Crouch with your feet together instead of apart, keeping only your feet in contact with the ground. If you are with others, be sure to crouch at least 15 feet apart from one another.
Set down any metal objects such as hiking poles, paddles, or packs with metal frames.
9 | Know what to do if you get lost.
First, make every effort to stay calm. Before wandering further, collect your thoughts and attempt to remember how you got to your current location. Take a moment to try to find your current location on the map (Read more about day hiking essentials here). Note any landmarks such as bodies of water, peaks, unique formations or vegetation.
If you are able to identify your location on the map, use your compass to walk intentionally using your map as a guide. Don’t leave the trail if at all possible as it will make navigating significantly more challenging. If you are unable to identify your location on the map, attempt to locate a body of water or drainage ditch that you may be able to follow.
If it is near nightfall or you are otherwise unable to safely continue, consider staying put overnight. Use your day hike packing list items to keep you safe and warm until sunrise.
10 | Never approach wildlife.
Remember, you are wandering around their home. Observe wildlife from a distance. If you see a mama and its a babies, be particularly cautious.
Outdoor Adventure Safety Tips: When You Return
The adventure doesn’t end when you return from enjoying the outdoors!
1 | Clean your gear and store it properly.
Extend the life of your equipment and keep your gear in good working order for your next adventure by gently cleaning it and storing it.

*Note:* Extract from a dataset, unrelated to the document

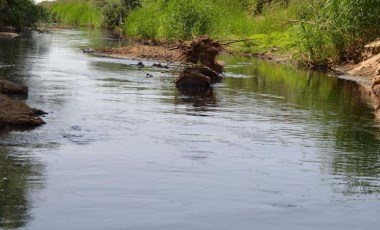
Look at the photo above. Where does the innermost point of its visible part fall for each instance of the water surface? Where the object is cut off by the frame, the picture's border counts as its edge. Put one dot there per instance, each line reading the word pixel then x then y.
pixel 269 148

2 | Take care of your body.
Check in with your body and tend to any areas that are sore or otherwise need attention. Make sure you are rehydrated, blister free, and stretch if you feel tight. This will help your body recover more quickly.
3 | Celebrate and plan the next adventure.
Relish in the feeling of accomplishment – you did it! Do a happy dance, pat yourself on the back, share it on the ‘gram, and tell your friends all about it. Now, where to next?
How to Stay Safe on Your Next Outdoor Adventure
Nature is beautiful, but it can also be humbling and unforgiving. But, many of the risks can be eliminated or minimized if you use these essential outdoor adventure safety tips.